December 10, 2010

NEWSFLASH! ANARCHISTS BADLY ORGANIZED:

The State of Statelessness : a review of Under Three Flags: Anarchism and the Anti-Colonial Imagination by Benedict Anderson and The Art of Not Being Governed: An Anarchist History of Upland Southeast Asia by James C. Scott (Henry Farrell, Jan/Feb 2011, American Interest)

While anarchism still inspires political action, anarchists do rather little to organize that action into a larger program for change. Like other activists, they have taken advantage of the Internet to organize protests, but the Internet is no substitute for a directed organization. It can create solidarities and facilitate simple forms of collective action, such as raising money or turning up in the same place for a protest.

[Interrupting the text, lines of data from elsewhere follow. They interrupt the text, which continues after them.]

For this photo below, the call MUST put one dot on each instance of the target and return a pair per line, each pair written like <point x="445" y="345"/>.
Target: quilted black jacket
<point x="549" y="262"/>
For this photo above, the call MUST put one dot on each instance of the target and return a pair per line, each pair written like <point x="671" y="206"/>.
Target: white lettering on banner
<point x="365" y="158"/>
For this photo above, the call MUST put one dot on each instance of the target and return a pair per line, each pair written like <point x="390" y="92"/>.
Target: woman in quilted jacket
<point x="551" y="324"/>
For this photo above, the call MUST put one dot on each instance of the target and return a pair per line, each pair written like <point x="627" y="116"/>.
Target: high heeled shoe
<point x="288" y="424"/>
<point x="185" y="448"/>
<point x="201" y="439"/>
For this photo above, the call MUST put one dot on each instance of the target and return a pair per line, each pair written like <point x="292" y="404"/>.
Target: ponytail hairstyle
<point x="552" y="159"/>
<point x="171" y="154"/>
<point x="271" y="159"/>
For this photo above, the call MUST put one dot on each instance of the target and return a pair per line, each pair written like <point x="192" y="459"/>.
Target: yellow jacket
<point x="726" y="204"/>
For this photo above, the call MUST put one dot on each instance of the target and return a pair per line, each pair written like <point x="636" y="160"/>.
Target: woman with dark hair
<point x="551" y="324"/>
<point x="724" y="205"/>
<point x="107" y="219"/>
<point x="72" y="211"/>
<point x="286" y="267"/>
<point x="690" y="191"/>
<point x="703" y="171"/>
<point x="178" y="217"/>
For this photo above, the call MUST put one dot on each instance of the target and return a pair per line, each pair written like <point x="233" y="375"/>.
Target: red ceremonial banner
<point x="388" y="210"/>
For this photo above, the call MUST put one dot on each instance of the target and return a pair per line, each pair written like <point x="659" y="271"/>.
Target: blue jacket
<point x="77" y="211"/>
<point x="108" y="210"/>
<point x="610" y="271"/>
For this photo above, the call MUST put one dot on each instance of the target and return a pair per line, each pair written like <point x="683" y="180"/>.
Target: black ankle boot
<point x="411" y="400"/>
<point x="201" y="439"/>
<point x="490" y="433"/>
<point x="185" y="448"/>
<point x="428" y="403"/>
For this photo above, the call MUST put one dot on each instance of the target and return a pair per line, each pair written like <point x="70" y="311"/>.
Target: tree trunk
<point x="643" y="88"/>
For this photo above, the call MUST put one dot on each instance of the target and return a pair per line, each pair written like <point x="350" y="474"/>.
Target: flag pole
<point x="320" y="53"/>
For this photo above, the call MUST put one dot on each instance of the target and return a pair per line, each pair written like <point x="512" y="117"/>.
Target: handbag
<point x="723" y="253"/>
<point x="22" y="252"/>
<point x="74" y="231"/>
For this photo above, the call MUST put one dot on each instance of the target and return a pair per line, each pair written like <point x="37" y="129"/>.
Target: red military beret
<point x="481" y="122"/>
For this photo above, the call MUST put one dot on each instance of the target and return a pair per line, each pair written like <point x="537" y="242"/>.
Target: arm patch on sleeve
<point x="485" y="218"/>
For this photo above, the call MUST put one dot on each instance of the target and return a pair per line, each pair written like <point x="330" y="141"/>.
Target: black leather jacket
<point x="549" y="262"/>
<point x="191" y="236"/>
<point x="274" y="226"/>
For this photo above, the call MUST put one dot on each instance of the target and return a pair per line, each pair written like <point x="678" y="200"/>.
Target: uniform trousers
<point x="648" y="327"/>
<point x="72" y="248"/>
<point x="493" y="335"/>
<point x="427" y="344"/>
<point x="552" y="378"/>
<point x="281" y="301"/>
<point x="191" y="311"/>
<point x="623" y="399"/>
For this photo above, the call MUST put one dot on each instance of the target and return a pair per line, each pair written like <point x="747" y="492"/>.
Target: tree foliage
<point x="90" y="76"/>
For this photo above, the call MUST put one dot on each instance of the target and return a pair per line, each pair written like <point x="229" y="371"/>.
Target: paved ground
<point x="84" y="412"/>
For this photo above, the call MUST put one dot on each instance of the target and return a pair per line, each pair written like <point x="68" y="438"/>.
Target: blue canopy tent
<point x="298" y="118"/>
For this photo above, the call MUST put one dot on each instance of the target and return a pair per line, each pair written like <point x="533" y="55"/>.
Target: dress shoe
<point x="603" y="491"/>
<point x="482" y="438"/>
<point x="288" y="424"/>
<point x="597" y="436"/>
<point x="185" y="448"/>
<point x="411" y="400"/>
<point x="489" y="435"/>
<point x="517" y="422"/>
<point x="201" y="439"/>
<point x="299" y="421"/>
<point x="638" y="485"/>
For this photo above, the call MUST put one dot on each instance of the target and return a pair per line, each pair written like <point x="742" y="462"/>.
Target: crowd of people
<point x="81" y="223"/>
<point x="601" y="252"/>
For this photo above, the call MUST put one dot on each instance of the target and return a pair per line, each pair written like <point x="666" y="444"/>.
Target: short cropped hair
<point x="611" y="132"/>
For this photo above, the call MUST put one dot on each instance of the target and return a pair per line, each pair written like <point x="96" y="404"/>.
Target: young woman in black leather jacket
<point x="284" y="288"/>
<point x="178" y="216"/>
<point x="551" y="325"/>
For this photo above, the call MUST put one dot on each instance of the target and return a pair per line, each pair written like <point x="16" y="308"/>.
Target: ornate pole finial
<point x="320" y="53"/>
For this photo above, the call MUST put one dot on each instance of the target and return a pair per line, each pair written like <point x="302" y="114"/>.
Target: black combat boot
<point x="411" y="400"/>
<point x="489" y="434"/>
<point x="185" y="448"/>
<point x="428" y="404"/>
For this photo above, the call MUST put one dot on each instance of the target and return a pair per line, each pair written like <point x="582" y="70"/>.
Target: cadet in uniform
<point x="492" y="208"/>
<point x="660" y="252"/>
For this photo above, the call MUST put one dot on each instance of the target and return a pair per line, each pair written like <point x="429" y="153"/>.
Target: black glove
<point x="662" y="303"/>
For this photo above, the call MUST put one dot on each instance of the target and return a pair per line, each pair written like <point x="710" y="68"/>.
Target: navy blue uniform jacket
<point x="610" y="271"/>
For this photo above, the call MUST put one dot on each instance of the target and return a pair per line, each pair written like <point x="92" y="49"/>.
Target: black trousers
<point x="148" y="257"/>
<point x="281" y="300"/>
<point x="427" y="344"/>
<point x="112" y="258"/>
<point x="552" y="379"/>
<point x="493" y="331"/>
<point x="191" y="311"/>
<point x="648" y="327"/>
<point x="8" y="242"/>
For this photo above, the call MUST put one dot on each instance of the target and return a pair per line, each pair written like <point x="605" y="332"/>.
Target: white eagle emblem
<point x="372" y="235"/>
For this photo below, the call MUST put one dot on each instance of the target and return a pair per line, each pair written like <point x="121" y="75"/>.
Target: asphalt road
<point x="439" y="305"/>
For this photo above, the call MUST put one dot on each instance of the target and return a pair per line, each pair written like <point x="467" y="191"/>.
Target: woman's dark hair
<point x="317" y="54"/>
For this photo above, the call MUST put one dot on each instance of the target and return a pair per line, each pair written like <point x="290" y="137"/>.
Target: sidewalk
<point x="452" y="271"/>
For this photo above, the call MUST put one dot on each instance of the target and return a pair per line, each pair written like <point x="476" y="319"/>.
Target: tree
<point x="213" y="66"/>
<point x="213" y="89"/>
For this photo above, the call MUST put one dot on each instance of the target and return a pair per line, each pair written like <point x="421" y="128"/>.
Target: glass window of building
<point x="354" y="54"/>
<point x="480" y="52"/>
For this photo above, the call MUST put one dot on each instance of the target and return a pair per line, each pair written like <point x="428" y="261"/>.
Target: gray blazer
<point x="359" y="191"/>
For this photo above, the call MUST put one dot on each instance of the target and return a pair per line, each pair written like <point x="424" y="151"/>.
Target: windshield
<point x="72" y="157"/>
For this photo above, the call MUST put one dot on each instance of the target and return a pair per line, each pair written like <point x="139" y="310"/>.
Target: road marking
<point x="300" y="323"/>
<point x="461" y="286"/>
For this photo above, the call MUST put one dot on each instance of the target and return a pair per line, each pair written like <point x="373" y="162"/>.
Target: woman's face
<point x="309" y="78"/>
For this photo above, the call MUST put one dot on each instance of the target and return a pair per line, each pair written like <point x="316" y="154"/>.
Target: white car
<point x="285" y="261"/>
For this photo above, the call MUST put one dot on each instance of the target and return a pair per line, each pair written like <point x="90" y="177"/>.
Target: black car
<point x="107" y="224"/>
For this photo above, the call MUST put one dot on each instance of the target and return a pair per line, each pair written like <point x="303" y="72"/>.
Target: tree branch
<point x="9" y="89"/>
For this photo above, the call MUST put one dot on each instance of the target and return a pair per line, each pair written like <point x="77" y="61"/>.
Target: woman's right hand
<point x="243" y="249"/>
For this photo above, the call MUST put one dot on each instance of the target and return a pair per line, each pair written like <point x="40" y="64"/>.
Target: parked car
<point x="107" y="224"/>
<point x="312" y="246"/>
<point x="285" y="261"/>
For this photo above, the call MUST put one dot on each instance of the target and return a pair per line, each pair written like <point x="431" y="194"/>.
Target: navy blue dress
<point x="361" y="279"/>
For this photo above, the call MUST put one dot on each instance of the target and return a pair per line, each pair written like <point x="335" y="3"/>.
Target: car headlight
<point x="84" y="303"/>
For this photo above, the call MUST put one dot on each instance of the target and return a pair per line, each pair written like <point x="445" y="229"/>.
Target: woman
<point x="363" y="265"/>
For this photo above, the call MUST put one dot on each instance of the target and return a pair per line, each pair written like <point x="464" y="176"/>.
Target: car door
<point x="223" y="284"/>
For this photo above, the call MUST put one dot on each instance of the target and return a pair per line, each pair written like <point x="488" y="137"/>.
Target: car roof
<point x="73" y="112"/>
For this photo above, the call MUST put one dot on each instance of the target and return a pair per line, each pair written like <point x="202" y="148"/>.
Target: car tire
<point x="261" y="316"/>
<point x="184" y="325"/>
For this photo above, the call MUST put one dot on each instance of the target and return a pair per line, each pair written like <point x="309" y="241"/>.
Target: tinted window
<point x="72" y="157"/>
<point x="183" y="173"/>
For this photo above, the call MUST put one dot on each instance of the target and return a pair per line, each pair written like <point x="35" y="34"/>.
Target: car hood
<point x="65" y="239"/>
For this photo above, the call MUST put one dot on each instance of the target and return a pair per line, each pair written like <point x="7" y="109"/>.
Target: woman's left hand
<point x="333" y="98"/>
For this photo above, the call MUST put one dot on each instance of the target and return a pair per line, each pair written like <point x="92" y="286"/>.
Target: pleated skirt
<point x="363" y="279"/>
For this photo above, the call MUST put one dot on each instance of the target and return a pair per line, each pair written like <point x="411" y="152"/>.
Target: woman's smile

But it cannot easily sustain complex activities that require long-term commitments. Here, in particular, the Internet actually accentuates some of anarchism’s inherent weaknesses.

Unlike its great competitor, Marxism, anarchism was never associated with a coherent program of political change. While there were influential anarchist theorists, such as Mikhail Bakunin and Peter Kropotkin, they tended to be non-systematic thinkers and to have highly romantic theories of politics. In some instances, this romanticism slipped into an indiscriminate enthusiasm for the emancipatory power of violence, a notion famously taken up by Georges Sorel. Most strains of modern anarchism do not emphasize violence, but they still do not provide a coherent strategy to provoke the radical changes that they would like to see. Noam Chomsky represents a broader pattern: While he is extremely specific in his criticisms of the “world system” that the Western industrialized powers have created, he has little to say about how best to replace it, let alone what to replace it with.1

Understanding anarchism today requires a better understanding of its past. Just such an understanding is provided in Benedict Anderson’s Under Three Flags and James C. Scott’s The Art of Not Being Governed. Both authors are academic sympathizers of sorts, but neither aims specifically to revive anarchism as a political force (although Anderson is a little more hopeful than Scott about its future possibilities). Rather, they tease out the historical role of anarchism before the onset of late modernity by taking two very different routes. Anderson’s anarchism lies in the 19th-century social milieu that gave birth to Angiolillo’s assassination of the Spanish Prime Minister and helped sustain a variety of nationalist insurrections. It is a crucial moment in the historical development of the modern state, when subversive newspapers, letters and novels helped build and sustain collective indignation at the viciousness of the colonial powers’ behavior abroad and their repressive regimes at home. Scott’s anarchism is more profound, but also far more difficult to recreate: It alights in the space of possibilities that surrounded nascent states before they were fully assured in their power.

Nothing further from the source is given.